The household/hospital cluster of MERS cases in Wadi Al Dawasir - which we've been following for several days - continues to expand (see this morning's post MERS-CoV: Wadi Al Dawasir Hospital Cluster Grows for more background), with the addition of an asymptomatic healthcare worker today.
This is the 8th case reported from Wadi Al Dawasir in less than a week.
A second case, with camel contact, is also announced today from Al Qunfudhah.
While we've long known that some people can be infected with the MERS coronavirus without showing symptoms, we don't have a very good handle on how often that happens, or if these people can pass the virus on to others.
Since a substantial number of community acquired cases have no apparent risk exposure (to camels, health care facilities, or known MERS cases), this has led to speculation that limited community transmission via asymptomatic or mild carriers may be occurring.

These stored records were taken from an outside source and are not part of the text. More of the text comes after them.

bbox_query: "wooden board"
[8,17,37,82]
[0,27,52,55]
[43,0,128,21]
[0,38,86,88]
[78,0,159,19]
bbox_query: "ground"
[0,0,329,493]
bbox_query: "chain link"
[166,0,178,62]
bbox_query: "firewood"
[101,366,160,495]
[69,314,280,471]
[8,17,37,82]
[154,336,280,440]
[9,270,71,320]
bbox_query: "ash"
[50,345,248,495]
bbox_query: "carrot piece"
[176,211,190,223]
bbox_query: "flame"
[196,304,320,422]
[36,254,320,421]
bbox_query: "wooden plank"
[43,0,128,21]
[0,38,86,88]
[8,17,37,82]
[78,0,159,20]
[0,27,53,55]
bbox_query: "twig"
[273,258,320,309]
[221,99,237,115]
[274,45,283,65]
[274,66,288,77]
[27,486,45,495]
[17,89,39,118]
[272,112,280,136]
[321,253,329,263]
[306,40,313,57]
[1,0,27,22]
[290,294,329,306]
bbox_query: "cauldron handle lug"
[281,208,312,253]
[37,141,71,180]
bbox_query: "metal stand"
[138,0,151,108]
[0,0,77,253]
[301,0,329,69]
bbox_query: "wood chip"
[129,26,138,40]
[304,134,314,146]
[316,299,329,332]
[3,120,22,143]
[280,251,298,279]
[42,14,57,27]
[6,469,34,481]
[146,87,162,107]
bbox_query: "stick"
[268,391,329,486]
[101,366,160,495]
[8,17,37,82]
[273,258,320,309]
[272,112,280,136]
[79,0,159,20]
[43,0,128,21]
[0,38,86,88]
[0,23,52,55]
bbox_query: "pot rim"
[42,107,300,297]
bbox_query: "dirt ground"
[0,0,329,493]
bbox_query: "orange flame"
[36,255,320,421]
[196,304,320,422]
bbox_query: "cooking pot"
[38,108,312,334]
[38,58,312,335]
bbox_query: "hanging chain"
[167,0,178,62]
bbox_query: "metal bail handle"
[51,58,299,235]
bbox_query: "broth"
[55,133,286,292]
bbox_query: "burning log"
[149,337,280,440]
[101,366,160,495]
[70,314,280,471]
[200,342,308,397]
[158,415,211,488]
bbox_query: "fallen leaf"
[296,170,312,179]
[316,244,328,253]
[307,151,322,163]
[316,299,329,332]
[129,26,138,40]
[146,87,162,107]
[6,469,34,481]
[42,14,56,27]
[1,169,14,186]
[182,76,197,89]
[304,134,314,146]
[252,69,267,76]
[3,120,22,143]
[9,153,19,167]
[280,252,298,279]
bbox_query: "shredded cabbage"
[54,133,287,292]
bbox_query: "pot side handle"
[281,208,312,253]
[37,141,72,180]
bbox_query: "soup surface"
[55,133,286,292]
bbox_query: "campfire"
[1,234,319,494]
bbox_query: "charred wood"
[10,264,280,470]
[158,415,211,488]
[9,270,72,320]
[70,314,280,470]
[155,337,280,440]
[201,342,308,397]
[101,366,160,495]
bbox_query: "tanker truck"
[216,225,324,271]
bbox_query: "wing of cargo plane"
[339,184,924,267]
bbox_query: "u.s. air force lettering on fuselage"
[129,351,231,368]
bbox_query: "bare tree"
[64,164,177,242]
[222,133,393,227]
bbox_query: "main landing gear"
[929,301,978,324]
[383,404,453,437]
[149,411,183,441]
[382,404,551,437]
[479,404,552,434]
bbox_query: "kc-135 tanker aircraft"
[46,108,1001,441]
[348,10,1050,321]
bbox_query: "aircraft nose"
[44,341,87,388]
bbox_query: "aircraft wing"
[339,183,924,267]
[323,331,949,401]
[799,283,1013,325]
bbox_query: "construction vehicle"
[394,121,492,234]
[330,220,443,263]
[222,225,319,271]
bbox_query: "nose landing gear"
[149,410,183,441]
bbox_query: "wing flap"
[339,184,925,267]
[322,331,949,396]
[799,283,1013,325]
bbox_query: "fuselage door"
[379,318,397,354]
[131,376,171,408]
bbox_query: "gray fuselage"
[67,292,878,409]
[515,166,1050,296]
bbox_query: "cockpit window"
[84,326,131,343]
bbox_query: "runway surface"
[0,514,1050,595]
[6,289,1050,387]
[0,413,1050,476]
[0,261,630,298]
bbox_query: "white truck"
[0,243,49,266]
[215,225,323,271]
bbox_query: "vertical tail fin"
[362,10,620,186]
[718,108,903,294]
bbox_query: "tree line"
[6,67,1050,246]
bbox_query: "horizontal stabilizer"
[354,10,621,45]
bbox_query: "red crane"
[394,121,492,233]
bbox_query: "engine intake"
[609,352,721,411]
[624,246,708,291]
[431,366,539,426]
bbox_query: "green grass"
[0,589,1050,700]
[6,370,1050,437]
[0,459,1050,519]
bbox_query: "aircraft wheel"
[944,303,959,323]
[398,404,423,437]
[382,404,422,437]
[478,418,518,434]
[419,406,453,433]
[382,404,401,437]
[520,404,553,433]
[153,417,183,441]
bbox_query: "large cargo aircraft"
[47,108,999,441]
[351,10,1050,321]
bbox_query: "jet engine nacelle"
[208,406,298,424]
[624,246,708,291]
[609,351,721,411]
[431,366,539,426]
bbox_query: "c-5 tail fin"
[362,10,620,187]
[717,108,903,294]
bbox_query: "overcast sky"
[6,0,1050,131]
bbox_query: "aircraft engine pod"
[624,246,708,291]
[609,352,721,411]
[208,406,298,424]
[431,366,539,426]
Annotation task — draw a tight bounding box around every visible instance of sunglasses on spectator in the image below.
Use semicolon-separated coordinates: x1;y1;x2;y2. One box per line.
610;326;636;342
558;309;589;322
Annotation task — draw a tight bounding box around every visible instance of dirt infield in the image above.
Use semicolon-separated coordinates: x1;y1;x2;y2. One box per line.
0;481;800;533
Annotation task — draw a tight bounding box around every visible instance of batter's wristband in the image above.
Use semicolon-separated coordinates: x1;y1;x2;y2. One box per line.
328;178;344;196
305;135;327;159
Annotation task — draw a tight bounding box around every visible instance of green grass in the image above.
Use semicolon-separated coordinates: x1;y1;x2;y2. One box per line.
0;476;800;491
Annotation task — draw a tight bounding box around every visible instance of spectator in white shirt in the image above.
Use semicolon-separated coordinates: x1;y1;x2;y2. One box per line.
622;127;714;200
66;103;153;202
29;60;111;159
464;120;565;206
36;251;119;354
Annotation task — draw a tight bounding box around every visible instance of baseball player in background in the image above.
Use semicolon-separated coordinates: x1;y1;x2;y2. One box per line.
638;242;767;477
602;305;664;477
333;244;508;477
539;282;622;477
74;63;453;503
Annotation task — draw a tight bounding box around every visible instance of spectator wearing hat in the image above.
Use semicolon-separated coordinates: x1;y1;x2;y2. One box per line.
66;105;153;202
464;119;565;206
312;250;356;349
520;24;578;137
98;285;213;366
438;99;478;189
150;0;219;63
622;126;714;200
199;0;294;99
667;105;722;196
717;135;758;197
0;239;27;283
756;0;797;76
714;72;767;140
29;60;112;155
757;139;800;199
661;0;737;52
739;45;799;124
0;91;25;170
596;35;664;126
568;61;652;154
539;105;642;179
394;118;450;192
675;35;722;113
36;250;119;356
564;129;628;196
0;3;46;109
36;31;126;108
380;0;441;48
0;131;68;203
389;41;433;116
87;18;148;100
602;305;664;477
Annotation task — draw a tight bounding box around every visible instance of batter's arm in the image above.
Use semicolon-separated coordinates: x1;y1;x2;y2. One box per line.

In 2015's EID Journal: Risk Factors For Primary MERS-CoV Infection, Saudi Arabia, researchers found camel exposure to be a significant factor but also noted:
Other potential explanations of MERS-CoV illness in primary case-patients who did not have direct contact with dromedaries include unrecognized community exposure to patients with mild or subclinical MERS-CoV infection or exposure to other sources of primary MERS-CoV infection not ascertained in our study.
Last summer we saw a large hospital outbreak (see Saudi MOH On KKUH MERS Outbreak & Increased Asymptomatic Detections) in Riyadh, which involved at least 28 patients - 21 of whom were asymptomatic - an unusually high ratio by any standard.
Unfortunately we are getting far fewer details of late, as the Saudi's CCC weekly monitor - which for almost a year provided us with much appreciated insight on KSA's MERS outbreaks - hasn't been updated in almost 7 months (last edition Volume 2 - Issue 32- Tuesday, August 16, 2016).